Tuesday 20 November 2012

Useful results of the Police and Crime Commissioner elections

Despite my well-publicised misgivings about the usefulness of the post, I did cast a vote in last week’s Police and Crime Commissioner elections.

In fact I cast two, the Government having chosen to interpret our decisive rejection of the Alternative Vote in elections for MPs as not applying to any other elections they might dream up.

I imagine that if the nation ever votes in a referendum against our continued membership of the European Union, that result will be similarly construed in a way that means we remain members of the EU after all.

On the other hand, if a “first past the post” contest had been run last week, we would have been deprived of the joy of seeing Humberside reject John Prescott, which many felt was the only thing that prevented the £100m spent on the poll being a total waste of money.


My own voting did not go smoothly. Turning up at the polling station early in the morning, and receiving the undivided attention of the four council staff on duty, I was told that I could not vote as my name did not appear on the electoral register.

Which was odd, as I knew for a fact that I had renewed my registration online back in August. Subsequent telephone conversations with the local council confirmed that this was indeed the case. But, before I had done so, a canvasser employed to chase up registrations had called at our house and demanded that my wife sign a form and hand it back there and then.
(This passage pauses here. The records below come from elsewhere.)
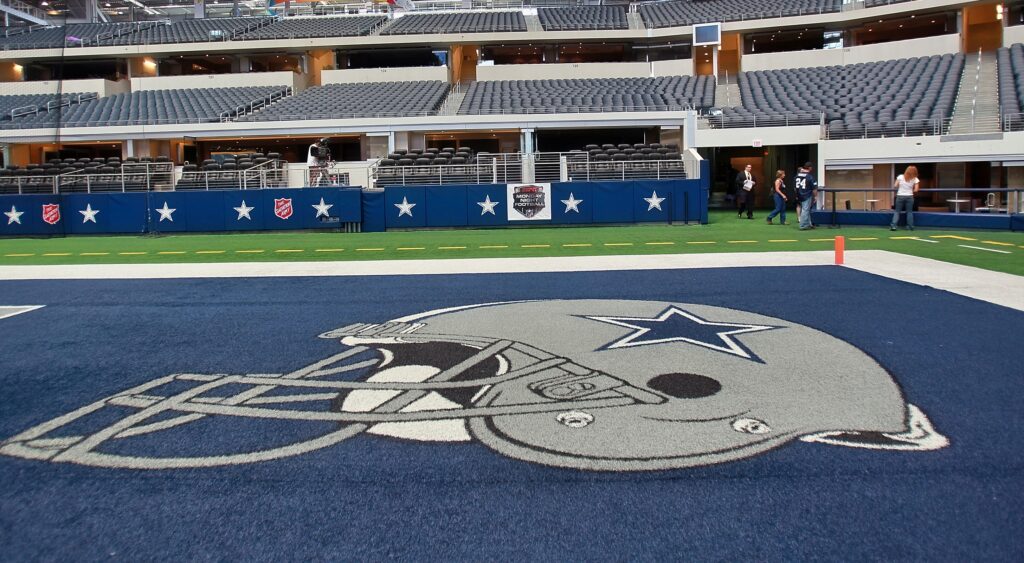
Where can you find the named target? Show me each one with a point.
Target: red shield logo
(283, 208)
(51, 213)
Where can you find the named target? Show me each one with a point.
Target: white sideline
(1000, 289)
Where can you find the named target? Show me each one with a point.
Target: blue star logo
(675, 325)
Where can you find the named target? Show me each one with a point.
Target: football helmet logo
(585, 384)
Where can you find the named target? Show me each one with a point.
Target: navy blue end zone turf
(374, 496)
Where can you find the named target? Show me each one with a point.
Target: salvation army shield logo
(283, 208)
(528, 200)
(51, 213)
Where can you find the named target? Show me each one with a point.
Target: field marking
(986, 250)
(17, 309)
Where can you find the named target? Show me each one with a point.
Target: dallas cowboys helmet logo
(586, 384)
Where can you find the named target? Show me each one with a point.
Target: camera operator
(318, 160)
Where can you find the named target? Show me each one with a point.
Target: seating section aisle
(589, 95)
(357, 100)
(457, 23)
(667, 14)
(583, 17)
(856, 100)
(300, 28)
(154, 106)
(1012, 87)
Which she declined to do. Partly because she was busy, partly because no one likes being bullied by officialdom on their own doorstep, but mainly because we were going to look at another house to rent in another part of the county the following day, and it surely made sense to know where we were going to be living on the due date in October before adding our names to an electoral roll.
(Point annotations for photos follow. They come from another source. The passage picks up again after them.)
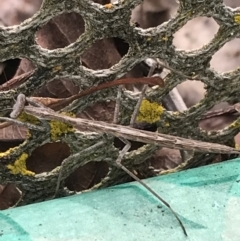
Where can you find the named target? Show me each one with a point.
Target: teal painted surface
(207, 200)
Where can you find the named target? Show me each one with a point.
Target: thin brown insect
(18, 106)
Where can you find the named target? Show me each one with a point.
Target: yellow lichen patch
(28, 118)
(237, 18)
(59, 128)
(19, 166)
(108, 6)
(8, 152)
(149, 112)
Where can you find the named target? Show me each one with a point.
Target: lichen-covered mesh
(105, 22)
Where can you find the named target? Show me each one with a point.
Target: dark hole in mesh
(87, 176)
(60, 31)
(48, 156)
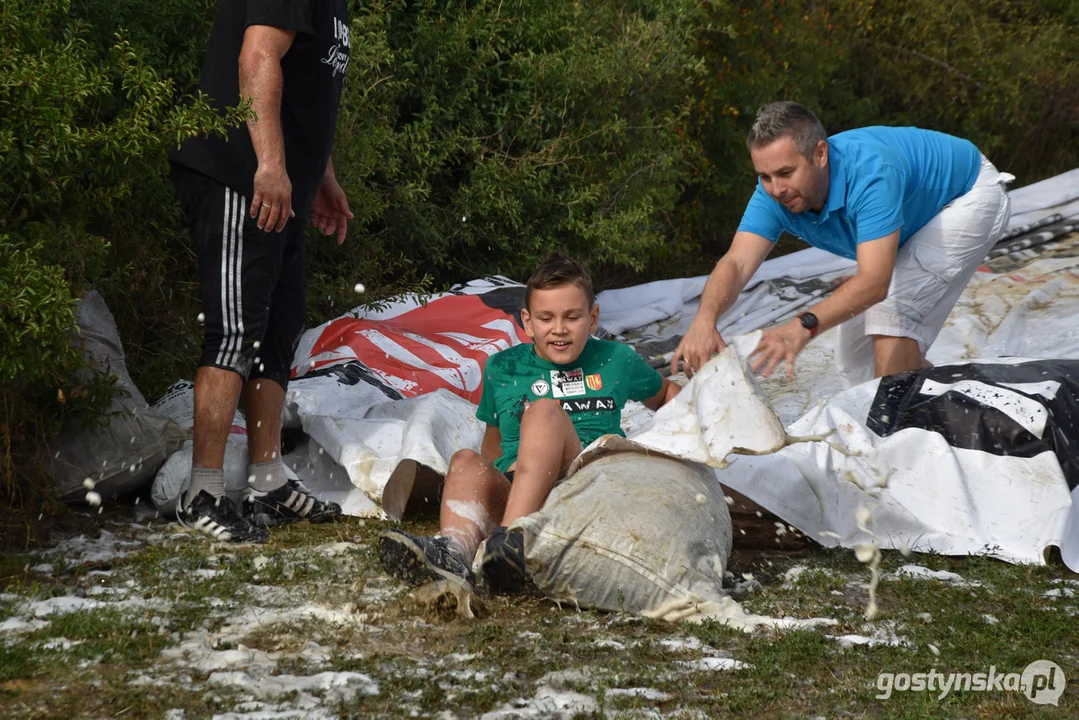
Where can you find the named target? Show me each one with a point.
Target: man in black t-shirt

We quickly decided not to move because the estate agent marketing our possible new home had omitted to mention, among its many attractions, that it was located on a busy main road. But that unsigned form duly made its way back to the council some time later, and it may be useful to others to know that “refused to sign as may be moving” apparently trumps having actually registered online in the meantime.
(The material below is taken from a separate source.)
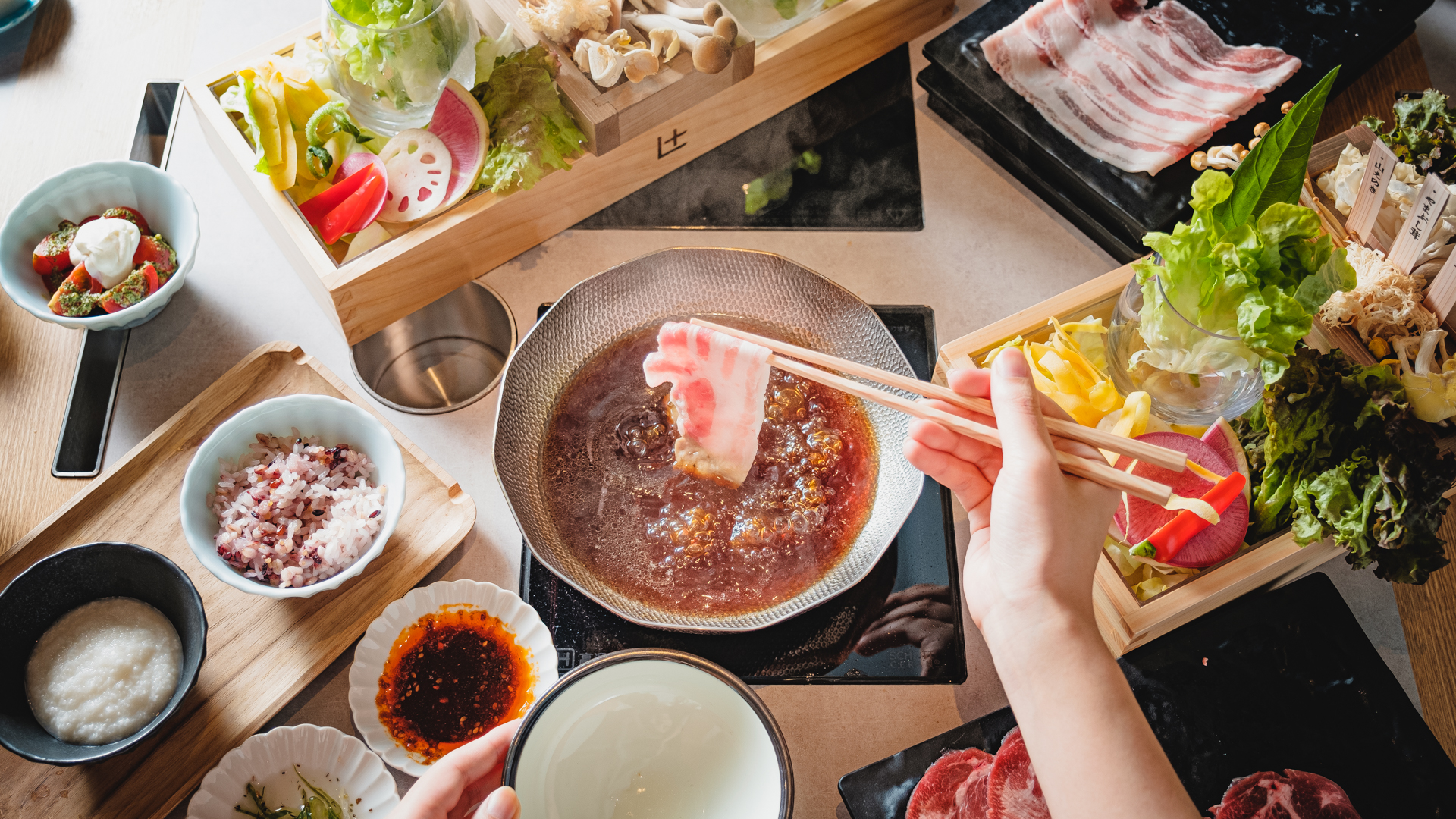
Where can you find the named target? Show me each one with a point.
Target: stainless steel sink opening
(440, 357)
Having sorted that out, I was at least comforted by the warm personal greeting I received from the staff at the polling station in the evening. Almost as though they had not received any other visitors since I left them ten hours earlier.

And, in truth, the turnout showed that there had been few enough. Though my wife had pitched up during the afternoon, accompanied by a baby and a very excited little boy.

“Where are we going, Mummy?” Charlie had asked as he was buttoned into his coat and strapped into the car.

“Voting.”

“Oh great, I love voting!” he announced enthusiastically, which thoroughly puzzled Mrs Hann right up to the moment when she had put her form in the ballot box and announced that it was time to go back home.

Charlie’s face fell and his bottom lip trembled.

“But Mummy, we haven’t even been out on the water,” he complained.

So a three year-old boy learned the important difference between voting and boating, and a 74 year-old with two Jags failed to land a second job to add to his representation of the Labour party in the House of Lords.

Oh, and 41 people around the country gained roles that almost no one particularly wanted them to have, paying up to £100,000 a year, setting the priorities for cutting crime in their areas.

I would have been happy to give my advice to the Chief Constable on this free of charge, but I imagine that nicking the bad people who murder, maim, steal and vandalise would have been deemed overly simplistic.

Northumbria's new Police and Crime Commissioner and scourge of bogus charity bag collectors Vera Baird - sadly not in the uniform for her new job


And I suppose it is good to know that, in Northumbria at least, bogus charity bag collectors are now quaking in their boots.